News

Welcome to End Point’s blog

Ongoing observations by End Point people

Performance optimization of icdevgroup.org

Some years ago Davor Ocelić redesigned icdevgroup.org, Interchange's home on the web. Since then, most of the attention paid to it has been on content such as news, documentation, release information, and so on. We haven't looked much at implementation or optimization details. Recently I decided to do just that.

Interchange optimizations

There is currently no separate logged-in user area of icdevgroup.org, so Interchange is primarily used here as a templating system and database interface. The automatic read/write of a server-side user session is thus unneeded overhead, as is periodic culling of the old sessions. So I turned off permanent sessions by making all visitors appear to be search bots. Adding to interchange.cfg:

RobotUA *

That would not work for most Interchange sites, which need a server-side session for storing mv_click action code, scratch variables, logged-in state, shopping cart, etc. But for a read-only content site, it works well.

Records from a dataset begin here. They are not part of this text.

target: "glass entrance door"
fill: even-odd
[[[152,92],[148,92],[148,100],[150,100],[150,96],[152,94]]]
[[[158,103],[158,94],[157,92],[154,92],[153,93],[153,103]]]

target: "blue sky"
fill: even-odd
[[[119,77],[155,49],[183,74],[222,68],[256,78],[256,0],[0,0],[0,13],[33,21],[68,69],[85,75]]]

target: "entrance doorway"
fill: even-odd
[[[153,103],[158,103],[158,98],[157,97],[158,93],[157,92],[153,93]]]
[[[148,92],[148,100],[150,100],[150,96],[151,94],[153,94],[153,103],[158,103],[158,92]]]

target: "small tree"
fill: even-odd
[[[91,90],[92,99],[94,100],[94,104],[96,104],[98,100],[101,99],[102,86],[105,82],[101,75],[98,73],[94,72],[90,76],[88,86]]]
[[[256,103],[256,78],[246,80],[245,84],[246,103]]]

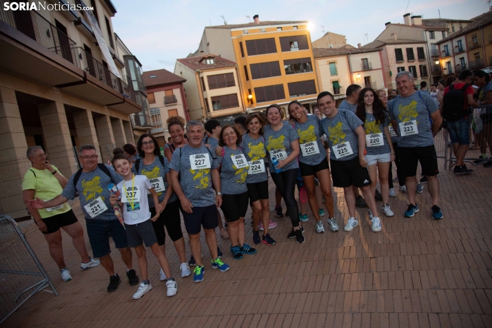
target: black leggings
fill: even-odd
[[[297,201],[294,196],[294,187],[297,180],[298,169],[287,170],[277,174],[275,171],[271,172],[271,180],[275,183],[275,185],[280,192],[282,197],[284,198],[287,211],[292,222],[292,227],[299,226],[299,209],[297,207]]]

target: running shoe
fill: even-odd
[[[408,208],[407,208],[407,212],[404,213],[405,218],[411,218],[415,215],[416,213],[418,212],[418,206],[416,203],[409,205]]]

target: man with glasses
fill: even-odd
[[[92,145],[81,147],[79,158],[83,167],[70,176],[61,195],[47,201],[37,197],[30,201],[29,205],[38,209],[54,207],[69,199],[74,199],[79,193],[94,257],[99,258],[103,267],[110,274],[107,291],[116,290],[121,283],[119,276],[114,272],[113,260],[110,255],[110,236],[127,266],[127,276],[130,285],[135,285],[139,283],[139,278],[132,265],[132,251],[127,245],[125,229],[114,215],[110,202],[111,193],[107,188],[108,185],[112,183],[116,185],[122,178],[110,166],[98,164],[96,148]]]
[[[43,148],[41,146],[30,147],[27,157],[32,167],[28,170],[22,181],[24,203],[28,206],[29,201],[35,197],[48,200],[61,194],[67,185],[67,178],[50,163]],[[89,256],[85,248],[83,229],[68,203],[39,210],[30,209],[29,212],[38,229],[44,234],[50,254],[58,265],[63,281],[71,280],[72,276],[63,258],[60,228],[72,237],[74,246],[82,259],[81,269],[85,270],[100,264],[99,260]]]

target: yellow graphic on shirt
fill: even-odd
[[[314,134],[314,126],[313,125],[309,125],[309,127],[304,131],[297,129],[297,133],[299,134],[299,143],[306,143],[316,141],[317,138]]]
[[[268,145],[267,150],[269,152],[272,150],[283,150],[285,149],[284,145],[284,139],[285,136],[280,136],[278,138],[274,138],[274,136],[270,136],[268,138]]]
[[[334,127],[328,127],[328,138],[329,138],[332,146],[338,145],[345,140],[347,134],[343,132],[342,127],[342,122],[338,122]]]
[[[210,185],[210,178],[209,173],[210,169],[192,170],[189,172],[193,174],[193,180],[198,180],[200,183],[195,185],[196,189],[207,189]]]
[[[259,143],[258,145],[252,145],[252,143],[247,144],[249,149],[249,152],[247,153],[248,157],[252,161],[258,161],[260,158],[264,158],[266,152],[265,151],[265,145],[263,143]]]
[[[150,180],[151,178],[161,178],[161,167],[156,166],[152,171],[147,171],[145,169],[142,169],[142,174],[147,176],[147,178]],[[163,192],[158,192],[157,195],[161,196],[163,194]]]
[[[382,131],[381,131],[381,124],[376,124],[376,120],[372,122],[366,121],[365,124],[364,124],[364,129],[366,130],[366,134],[382,133]]]
[[[398,120],[400,120],[400,122],[413,121],[418,116],[418,113],[417,112],[417,101],[412,101],[411,103],[406,106],[400,105],[398,110],[400,110]]]
[[[92,199],[96,199],[97,195],[103,192],[103,188],[101,187],[101,178],[99,176],[94,176],[92,180],[86,181],[83,180],[81,183],[82,185],[82,194],[85,197],[85,201],[89,202]],[[104,201],[103,197],[101,198]]]

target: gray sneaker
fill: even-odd
[[[335,232],[338,231],[338,225],[336,224],[336,218],[329,218],[327,220],[327,223],[328,223],[328,225],[329,225],[332,232]]]

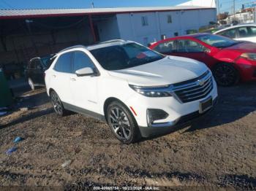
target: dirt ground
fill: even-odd
[[[192,125],[124,145],[103,122],[57,117],[44,89],[28,92],[0,117],[0,186],[256,190],[256,83],[219,87],[219,94],[215,109]],[[25,139],[6,155],[16,136]]]

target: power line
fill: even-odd
[[[6,4],[7,7],[9,7],[9,8],[11,8],[12,9],[15,9],[15,7],[13,7],[12,5],[10,5],[9,3],[7,3],[7,1],[5,1],[5,0],[1,0],[1,1]]]

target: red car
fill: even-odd
[[[197,34],[167,39],[150,47],[160,53],[206,63],[219,85],[256,80],[256,44],[222,36]]]

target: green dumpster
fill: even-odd
[[[12,104],[13,98],[5,79],[4,71],[0,69],[0,107],[8,106]]]

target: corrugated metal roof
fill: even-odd
[[[48,17],[59,15],[80,15],[89,14],[108,14],[140,12],[164,12],[175,10],[211,9],[197,6],[118,7],[93,9],[0,9],[0,19],[15,17]]]

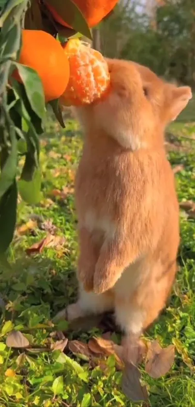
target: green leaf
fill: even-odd
[[[12,288],[13,290],[14,290],[15,291],[26,291],[27,289],[27,286],[24,283],[23,283],[22,281],[20,283],[16,283],[15,284],[14,284],[12,286]]]
[[[10,126],[9,130],[12,145],[10,152],[5,163],[3,163],[2,162],[1,163],[1,165],[3,164],[3,166],[0,175],[0,198],[13,183],[17,170],[17,139],[14,126]],[[3,160],[2,154],[1,154],[1,159],[2,161]]]
[[[90,30],[78,7],[72,0],[47,0],[64,21],[75,31],[92,39]]]
[[[81,407],[88,407],[92,406],[91,396],[90,393],[86,393],[81,402]]]
[[[62,115],[61,114],[61,107],[59,103],[59,99],[55,99],[54,100],[51,100],[49,104],[52,108],[53,112],[60,124],[63,129],[65,129],[65,124],[63,120]]]
[[[16,220],[17,190],[15,181],[0,201],[0,253],[4,253],[12,241]]]
[[[23,85],[12,78],[11,78],[11,81],[15,97],[18,98],[20,102],[20,103],[17,104],[15,109],[26,122],[26,129],[27,126],[29,128],[30,125],[31,124],[32,126],[33,123],[33,127],[36,133],[41,134],[44,130],[43,120],[32,109]]]
[[[10,13],[14,10],[14,9],[21,5],[21,7],[17,7],[16,10],[15,10],[15,10],[14,10],[14,11],[15,11],[15,17],[20,16],[19,12],[21,14],[23,9],[26,7],[28,2],[28,0],[10,0],[9,1],[8,1],[7,0],[6,1],[0,0],[0,7],[3,6],[3,9],[1,11],[1,15],[0,18],[0,27],[2,27],[4,22],[8,17]],[[17,13],[15,11],[18,11],[18,9],[19,12]],[[18,16],[18,14],[19,16]]]
[[[42,82],[36,71],[18,63],[13,63],[17,68],[25,88],[31,107],[41,119],[45,114],[44,88]]]
[[[3,352],[6,347],[5,343],[3,343],[3,342],[0,342],[0,352]]]
[[[14,325],[12,321],[6,321],[2,326],[1,329],[2,335],[6,335],[8,332],[10,332],[14,326]]]
[[[56,377],[52,384],[52,390],[54,396],[58,394],[62,394],[64,389],[64,381],[63,376],[59,376]]]
[[[31,181],[20,179],[18,181],[18,190],[21,198],[25,202],[33,205],[40,202],[42,197],[41,192],[41,172],[36,168]]]

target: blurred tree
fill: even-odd
[[[121,0],[100,26],[102,52],[195,88],[195,0],[153,0],[152,13],[144,5]]]

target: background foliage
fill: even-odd
[[[100,31],[106,56],[136,61],[195,87],[194,0],[123,0]]]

By default, Interchange writes user page requests to a special tracking log as part of its UserTrack facility. It also outputs an X-Track HTTP response header with some information about the visit which can be used by a (to my knowledge) long defunct analytics package. Since we don't need either of those features, we can save a tiny bit of overhead. Adding to catalog.cfg:

UserTrack No

Very few Interchange sites have any need for UserTrack anymore, so this is commonly a safe optimization to make.

HTTP optimizations

Today I ran the excellent webpagetest.org test, and this was the icdevgroup.org test result. Even though icdevgroup.org is a fairly simple site without much bloat, two obvious areas for improvement stood out.

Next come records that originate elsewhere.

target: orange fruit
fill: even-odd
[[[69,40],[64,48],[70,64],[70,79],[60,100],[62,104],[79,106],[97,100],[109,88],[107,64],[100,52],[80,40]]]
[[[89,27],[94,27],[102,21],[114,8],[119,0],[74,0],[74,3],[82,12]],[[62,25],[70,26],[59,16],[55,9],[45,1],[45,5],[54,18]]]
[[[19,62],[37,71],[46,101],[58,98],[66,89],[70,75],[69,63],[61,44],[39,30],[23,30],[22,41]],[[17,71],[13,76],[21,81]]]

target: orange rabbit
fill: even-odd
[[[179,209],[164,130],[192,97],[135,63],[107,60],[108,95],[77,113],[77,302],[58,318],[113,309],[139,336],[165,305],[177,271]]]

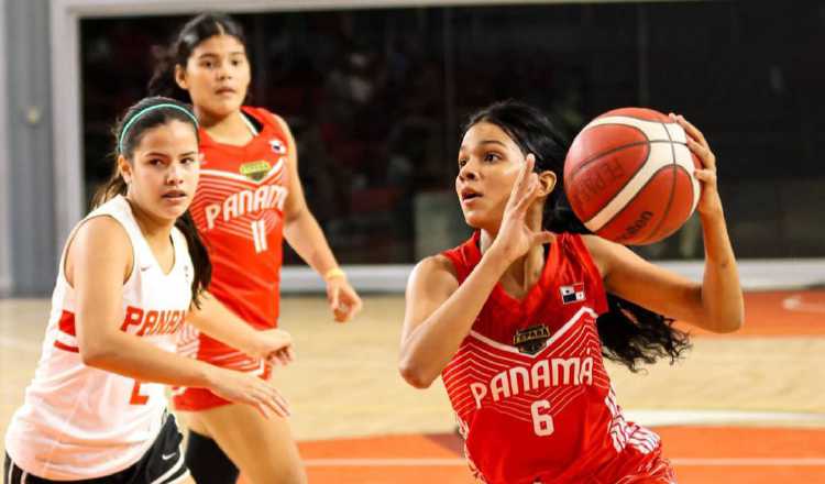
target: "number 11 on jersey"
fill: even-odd
[[[536,400],[530,405],[530,415],[532,416],[532,430],[539,437],[547,437],[553,433],[553,416],[550,415],[550,402]]]
[[[252,241],[255,243],[255,252],[263,252],[266,245],[266,221],[264,219],[252,222]]]

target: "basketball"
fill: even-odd
[[[682,127],[644,108],[608,111],[573,140],[564,191],[593,233],[626,245],[658,242],[696,208],[701,168]]]

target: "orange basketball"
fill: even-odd
[[[564,161],[564,191],[593,233],[647,245],[679,230],[696,208],[702,164],[682,127],[644,108],[608,111],[575,136]]]

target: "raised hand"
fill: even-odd
[[[252,405],[264,417],[289,416],[289,404],[270,382],[251,373],[211,366],[209,389],[221,398]]]
[[[361,310],[363,302],[346,277],[332,277],[327,280],[327,302],[338,322],[351,320]]]
[[[548,231],[536,231],[527,224],[527,210],[541,196],[539,190],[539,177],[532,172],[536,157],[527,155],[527,160],[518,173],[510,197],[504,208],[502,226],[494,245],[498,245],[502,254],[510,261],[515,261],[526,254],[530,248],[550,243],[554,235]]]
[[[688,147],[702,162],[702,168],[693,172],[693,175],[702,184],[702,195],[696,206],[701,216],[711,216],[722,212],[722,199],[716,184],[716,155],[705,140],[705,135],[691,124],[681,114],[670,113],[670,118],[679,123],[688,134]]]

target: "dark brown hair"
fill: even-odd
[[[186,67],[193,51],[215,35],[230,35],[246,45],[241,24],[223,13],[201,13],[180,28],[168,47],[154,47],[155,70],[148,81],[151,96],[166,96],[188,102],[189,94],[175,81],[175,66]],[[249,92],[246,94],[249,97]]]

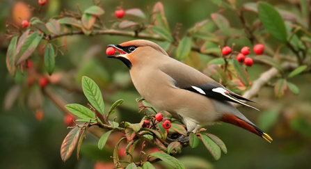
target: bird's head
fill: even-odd
[[[157,59],[157,55],[168,54],[160,46],[154,42],[145,40],[135,40],[120,45],[109,45],[113,47],[119,54],[108,56],[109,58],[121,60],[129,69],[145,61],[151,62]]]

First, gzip/deflate compression of textual content should be enabled. That cuts down on bandwidth used and page delivery time by a significant amount, and with modern CPUs adds no appreciable extra CPU load on either the client or the server.

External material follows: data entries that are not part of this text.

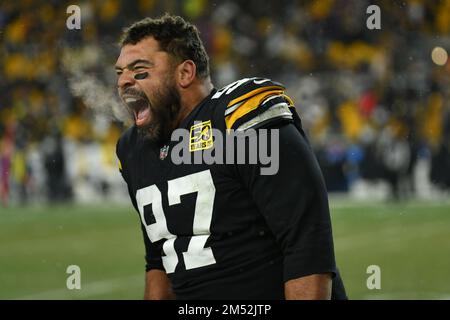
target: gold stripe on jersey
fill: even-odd
[[[249,95],[249,93],[255,92],[256,90],[259,90],[259,89],[263,89],[263,88],[259,88],[259,89],[253,90],[252,92],[249,92],[248,94],[246,94],[244,96],[236,98],[235,100],[230,102],[229,106],[232,106],[233,104],[241,102],[242,98],[247,95],[248,95],[248,97],[251,97],[247,101],[245,101],[236,111],[234,111],[229,116],[225,117],[225,124],[227,126],[227,129],[231,129],[233,127],[233,124],[236,122],[236,120],[245,116],[250,111],[253,111],[256,108],[258,108],[259,105],[261,104],[261,102],[264,101],[266,98],[273,96],[273,95],[283,94],[283,91],[279,90],[281,87],[272,86],[272,87],[265,87],[265,88],[266,89],[272,88],[272,89],[256,93],[256,95],[254,94],[253,96]],[[278,90],[276,90],[276,89],[278,89]]]
[[[231,102],[228,104],[227,108],[229,108],[229,107],[231,107],[231,106],[233,106],[233,105],[235,105],[235,104],[237,104],[237,103],[239,103],[241,101],[244,101],[245,99],[248,99],[248,98],[250,98],[250,97],[252,97],[254,95],[257,95],[258,93],[261,93],[261,92],[264,92],[264,91],[269,91],[269,90],[284,90],[284,88],[280,87],[280,86],[267,86],[267,87],[261,87],[261,88],[252,90],[252,91],[247,92],[246,94],[244,94],[244,95],[242,95],[240,97],[237,97],[234,100],[231,100]]]
[[[289,97],[286,94],[282,94],[283,98],[286,99],[286,101],[288,102],[289,107],[293,107],[294,106],[294,100],[291,99],[291,97]]]

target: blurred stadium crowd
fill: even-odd
[[[71,4],[81,8],[80,30],[66,28]],[[450,0],[378,1],[381,30],[366,27],[370,4],[3,1],[3,204],[127,197],[115,159],[124,124],[105,112],[119,105],[115,43],[124,26],[164,12],[198,26],[216,87],[249,76],[287,86],[330,191],[445,194],[450,63],[433,63],[431,51],[450,49]]]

We're hosting icdevgroup.org on Debian GNU/Linux with Apache 2.2, which has a reasonable default configuration of mod_deflate that does this, so it's easy to enable:

a2enmod deflate

That sets up symbolic links in /etc/apache2/mods-enabled for deflate.load and deflate.conf to enable mod_deflate. (Use a2dismod to remove them if needed.)

I added two content types for CSS & JavaScript to the default in deflate.conf:

AddOutputFilterByType DEFLATE text/html text/plain text/xml text/css application/x-javascript

That used to be riskier when very old browsers such as Netscape 3 and 4 claimed to support compressed CSS & JavaScript but actually didn't. But those browsers are long gone.

The next easy optimization is to enable proxy and browser caching of static content: images, CSS, and JavaScript files. By doing this we eliminate all HTTP requests for these files; the browser won't even check with the server to see if it has the current version of these files once it has loaded them into its cache, making subsequent use of those files blazingly fast.

There is, of course, a tradeoff to this. Once the browser has the file cached, you can't make it fetch a newer version unless you change the filename. So we'll set a cache lifetime of only one hour. That's long enough to easily cover most users' browsing sessions at a site like this, but short enough that if we need to publish a new version of one of these files, it will still propagate fairly quickly.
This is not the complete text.